# Pudlenka



## Flaminius

Pudlenka is a pet cat that Karel Čapek had in a book by the same title.  Čapek says that he named the cat so "because she was a humble cat."  I am wondering if Czech has a similar word meaning humble or if it is some vague phonological association between the name and humbleness.


----------



## Thomas1

Flaminius said:


> Pudlenka is a pet cat that Karel Čapek had in a book by the same title. Čapek says that he named the cat so "because she was a humble cat." I am wondering if Czech has a similar word meaning humble or if it is some vague phonological association between the name and humbleness.


Hi,

My Slavic mind prompts me it could be a female poodle. Perhaps this could be a cultural difference but I associate it rather with something reverse.
Looking forward to reading natives' comments. 


Tom


----------



## Jana337

Oops, I forgot about this thread. 


> My Slavic mind prompts me it could be a female poodle.
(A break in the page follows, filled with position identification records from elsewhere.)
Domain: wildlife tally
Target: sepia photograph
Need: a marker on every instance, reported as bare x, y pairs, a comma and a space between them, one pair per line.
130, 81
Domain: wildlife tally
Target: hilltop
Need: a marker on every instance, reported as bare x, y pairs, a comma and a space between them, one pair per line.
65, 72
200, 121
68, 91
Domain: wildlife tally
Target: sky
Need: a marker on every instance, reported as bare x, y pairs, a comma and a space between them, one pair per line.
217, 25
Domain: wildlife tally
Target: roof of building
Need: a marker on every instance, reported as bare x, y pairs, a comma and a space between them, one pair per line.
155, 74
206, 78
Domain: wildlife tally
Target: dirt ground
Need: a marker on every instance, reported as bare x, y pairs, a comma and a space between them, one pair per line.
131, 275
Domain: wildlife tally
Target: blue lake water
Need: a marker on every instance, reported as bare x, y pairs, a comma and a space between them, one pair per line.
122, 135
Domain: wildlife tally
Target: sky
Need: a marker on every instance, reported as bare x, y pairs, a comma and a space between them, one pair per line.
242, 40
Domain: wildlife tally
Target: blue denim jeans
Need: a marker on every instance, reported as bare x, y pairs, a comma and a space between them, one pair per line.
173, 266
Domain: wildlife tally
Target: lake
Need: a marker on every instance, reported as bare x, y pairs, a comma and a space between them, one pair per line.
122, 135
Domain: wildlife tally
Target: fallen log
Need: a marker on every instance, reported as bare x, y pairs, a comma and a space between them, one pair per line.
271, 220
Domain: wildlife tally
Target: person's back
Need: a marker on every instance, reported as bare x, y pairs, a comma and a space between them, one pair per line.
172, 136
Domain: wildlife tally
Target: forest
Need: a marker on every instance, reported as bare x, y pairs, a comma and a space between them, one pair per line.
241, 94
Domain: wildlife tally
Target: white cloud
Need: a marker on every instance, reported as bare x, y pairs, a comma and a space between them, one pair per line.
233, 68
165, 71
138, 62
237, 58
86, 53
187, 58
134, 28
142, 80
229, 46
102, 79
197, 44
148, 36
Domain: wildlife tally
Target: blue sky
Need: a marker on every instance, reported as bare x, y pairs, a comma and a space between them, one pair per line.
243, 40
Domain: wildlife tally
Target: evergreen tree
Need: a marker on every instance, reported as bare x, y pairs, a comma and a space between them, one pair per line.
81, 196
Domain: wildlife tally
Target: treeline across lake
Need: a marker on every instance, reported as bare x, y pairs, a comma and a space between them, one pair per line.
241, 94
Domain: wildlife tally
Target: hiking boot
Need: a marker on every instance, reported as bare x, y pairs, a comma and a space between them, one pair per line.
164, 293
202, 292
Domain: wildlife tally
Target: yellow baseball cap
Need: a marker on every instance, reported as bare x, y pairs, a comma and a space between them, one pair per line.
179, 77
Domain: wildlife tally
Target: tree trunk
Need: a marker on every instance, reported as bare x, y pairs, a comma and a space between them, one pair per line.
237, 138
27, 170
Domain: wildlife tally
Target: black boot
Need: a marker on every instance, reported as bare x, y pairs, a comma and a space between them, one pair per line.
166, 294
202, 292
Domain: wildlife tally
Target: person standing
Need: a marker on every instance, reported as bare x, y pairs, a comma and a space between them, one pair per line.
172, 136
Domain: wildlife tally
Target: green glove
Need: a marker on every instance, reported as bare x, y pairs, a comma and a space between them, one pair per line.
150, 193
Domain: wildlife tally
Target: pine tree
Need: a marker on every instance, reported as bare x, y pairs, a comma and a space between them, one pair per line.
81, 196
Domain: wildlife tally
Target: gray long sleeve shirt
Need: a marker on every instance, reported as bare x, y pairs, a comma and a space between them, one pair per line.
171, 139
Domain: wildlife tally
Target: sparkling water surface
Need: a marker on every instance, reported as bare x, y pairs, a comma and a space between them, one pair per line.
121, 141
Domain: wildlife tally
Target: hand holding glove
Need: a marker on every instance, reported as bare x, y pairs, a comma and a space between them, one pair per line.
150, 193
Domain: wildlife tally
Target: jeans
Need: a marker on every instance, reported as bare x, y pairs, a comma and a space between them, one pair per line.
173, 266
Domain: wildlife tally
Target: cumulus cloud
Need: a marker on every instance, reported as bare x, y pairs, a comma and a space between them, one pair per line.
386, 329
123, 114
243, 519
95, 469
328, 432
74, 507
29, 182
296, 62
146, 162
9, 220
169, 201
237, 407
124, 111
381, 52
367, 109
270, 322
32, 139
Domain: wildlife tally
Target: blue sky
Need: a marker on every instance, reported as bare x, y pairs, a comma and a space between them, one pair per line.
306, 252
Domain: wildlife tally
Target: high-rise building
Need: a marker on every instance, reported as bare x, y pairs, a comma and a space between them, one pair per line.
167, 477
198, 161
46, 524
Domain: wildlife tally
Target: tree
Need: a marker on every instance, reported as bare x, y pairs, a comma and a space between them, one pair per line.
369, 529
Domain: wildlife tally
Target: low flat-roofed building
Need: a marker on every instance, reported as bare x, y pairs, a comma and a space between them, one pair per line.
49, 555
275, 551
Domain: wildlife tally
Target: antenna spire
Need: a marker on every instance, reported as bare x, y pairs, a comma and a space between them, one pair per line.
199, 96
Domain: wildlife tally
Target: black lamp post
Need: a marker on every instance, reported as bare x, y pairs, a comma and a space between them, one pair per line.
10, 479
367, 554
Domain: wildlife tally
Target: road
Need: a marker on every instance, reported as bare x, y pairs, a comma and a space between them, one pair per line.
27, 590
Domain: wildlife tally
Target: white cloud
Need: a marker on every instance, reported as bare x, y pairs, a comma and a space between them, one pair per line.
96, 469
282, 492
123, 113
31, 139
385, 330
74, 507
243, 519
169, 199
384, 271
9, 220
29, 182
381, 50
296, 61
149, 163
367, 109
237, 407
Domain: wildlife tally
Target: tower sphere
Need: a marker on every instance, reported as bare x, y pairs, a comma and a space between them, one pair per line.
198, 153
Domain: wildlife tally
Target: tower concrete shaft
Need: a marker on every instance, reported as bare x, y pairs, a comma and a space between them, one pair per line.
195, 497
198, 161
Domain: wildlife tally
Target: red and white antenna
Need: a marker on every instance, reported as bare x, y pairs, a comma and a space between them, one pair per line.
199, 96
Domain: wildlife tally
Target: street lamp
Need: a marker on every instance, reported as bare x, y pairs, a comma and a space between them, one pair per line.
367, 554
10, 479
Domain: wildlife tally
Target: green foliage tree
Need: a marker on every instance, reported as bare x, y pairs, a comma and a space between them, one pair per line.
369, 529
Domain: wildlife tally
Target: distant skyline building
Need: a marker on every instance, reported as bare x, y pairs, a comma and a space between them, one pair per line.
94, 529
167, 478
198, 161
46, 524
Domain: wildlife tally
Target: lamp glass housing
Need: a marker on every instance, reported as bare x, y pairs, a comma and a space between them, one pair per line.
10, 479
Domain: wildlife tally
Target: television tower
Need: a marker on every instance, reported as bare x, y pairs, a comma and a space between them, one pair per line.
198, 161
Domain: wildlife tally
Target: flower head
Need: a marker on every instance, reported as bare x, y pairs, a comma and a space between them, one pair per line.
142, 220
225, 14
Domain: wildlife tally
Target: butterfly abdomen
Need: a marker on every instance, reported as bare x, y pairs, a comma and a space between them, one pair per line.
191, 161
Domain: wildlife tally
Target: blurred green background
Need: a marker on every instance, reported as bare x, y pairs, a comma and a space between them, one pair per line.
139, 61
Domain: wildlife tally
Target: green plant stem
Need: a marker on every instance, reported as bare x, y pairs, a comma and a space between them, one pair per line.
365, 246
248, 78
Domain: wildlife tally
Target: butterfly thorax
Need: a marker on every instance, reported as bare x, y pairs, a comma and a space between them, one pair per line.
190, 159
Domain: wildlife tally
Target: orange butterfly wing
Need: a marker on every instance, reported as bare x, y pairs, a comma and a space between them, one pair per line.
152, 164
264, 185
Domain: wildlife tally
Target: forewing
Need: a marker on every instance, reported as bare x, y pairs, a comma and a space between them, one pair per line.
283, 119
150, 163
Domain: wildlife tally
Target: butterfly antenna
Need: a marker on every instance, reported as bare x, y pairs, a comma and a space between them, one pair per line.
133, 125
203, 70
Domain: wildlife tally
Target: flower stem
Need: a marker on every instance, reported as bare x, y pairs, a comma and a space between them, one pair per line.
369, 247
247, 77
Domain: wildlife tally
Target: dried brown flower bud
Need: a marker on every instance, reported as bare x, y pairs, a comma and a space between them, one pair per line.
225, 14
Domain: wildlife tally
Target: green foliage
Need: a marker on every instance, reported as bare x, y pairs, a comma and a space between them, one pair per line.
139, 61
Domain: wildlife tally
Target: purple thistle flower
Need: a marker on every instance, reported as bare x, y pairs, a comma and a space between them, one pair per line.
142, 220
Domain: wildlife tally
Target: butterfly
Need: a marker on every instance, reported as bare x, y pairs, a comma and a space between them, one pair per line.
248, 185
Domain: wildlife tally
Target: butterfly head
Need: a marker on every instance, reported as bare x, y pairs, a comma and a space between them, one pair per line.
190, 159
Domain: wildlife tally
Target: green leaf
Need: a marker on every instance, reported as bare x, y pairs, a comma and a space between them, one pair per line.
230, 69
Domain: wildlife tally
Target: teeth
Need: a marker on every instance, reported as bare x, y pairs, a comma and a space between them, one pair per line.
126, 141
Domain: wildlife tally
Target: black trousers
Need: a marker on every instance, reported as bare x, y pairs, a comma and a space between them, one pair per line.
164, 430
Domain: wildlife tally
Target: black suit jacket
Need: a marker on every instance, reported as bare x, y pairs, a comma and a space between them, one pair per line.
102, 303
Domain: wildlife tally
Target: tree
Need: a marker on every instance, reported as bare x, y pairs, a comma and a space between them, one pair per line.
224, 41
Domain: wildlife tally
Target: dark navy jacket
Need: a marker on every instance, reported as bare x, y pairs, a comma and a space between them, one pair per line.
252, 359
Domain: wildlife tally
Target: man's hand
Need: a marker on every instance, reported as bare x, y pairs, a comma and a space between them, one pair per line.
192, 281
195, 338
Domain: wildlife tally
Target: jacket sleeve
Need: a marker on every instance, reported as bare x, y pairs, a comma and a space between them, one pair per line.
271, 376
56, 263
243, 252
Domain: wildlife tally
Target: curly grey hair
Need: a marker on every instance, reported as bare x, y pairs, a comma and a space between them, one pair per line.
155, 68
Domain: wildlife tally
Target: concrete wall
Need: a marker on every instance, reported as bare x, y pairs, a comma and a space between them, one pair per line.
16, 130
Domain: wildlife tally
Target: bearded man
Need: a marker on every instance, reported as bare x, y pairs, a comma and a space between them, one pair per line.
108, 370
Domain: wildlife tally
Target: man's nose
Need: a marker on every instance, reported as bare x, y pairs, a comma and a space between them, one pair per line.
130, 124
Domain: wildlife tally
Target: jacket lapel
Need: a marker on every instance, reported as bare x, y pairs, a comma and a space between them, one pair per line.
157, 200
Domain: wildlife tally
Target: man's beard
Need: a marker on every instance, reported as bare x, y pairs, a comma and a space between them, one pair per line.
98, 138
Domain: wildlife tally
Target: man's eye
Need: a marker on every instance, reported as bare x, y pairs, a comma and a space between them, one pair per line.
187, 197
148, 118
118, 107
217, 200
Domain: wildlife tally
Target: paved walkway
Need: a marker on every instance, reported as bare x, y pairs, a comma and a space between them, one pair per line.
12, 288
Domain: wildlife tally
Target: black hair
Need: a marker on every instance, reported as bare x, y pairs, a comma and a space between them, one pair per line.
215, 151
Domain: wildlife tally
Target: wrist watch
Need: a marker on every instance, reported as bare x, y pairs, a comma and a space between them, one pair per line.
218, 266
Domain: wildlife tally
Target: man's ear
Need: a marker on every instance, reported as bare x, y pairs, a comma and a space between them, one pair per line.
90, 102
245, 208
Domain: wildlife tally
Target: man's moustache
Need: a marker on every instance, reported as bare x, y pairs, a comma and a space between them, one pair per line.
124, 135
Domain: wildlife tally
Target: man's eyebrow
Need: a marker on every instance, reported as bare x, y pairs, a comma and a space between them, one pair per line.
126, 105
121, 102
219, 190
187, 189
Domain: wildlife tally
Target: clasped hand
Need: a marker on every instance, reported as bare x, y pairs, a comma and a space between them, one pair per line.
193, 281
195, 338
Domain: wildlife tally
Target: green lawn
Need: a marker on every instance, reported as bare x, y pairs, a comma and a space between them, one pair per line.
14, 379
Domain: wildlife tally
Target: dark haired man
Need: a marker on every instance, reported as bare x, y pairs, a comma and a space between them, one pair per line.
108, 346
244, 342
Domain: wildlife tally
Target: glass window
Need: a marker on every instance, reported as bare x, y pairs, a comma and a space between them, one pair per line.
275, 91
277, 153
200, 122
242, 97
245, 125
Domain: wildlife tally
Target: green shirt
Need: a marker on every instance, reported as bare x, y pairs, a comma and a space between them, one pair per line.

You would be right if the word existed. 

No, Czech does not have a similar word for "humble". It's just that poodle tends to be associated with submission, devoteness.


----------



## Flaminius

Thank you, Thomas1 and Jana.  Now I see the irony more clearly.  The cat turned out to be more submissive to _pud_ (instinct?) than to Čapek.


----------



## Jana337

Flaminius said:


> Thank you, Thomas1 and Jana.  Now I see the irony more clearly.  The cat turned out to be more submissive to _pud_ (instinct?  ) than to Čapek.


----------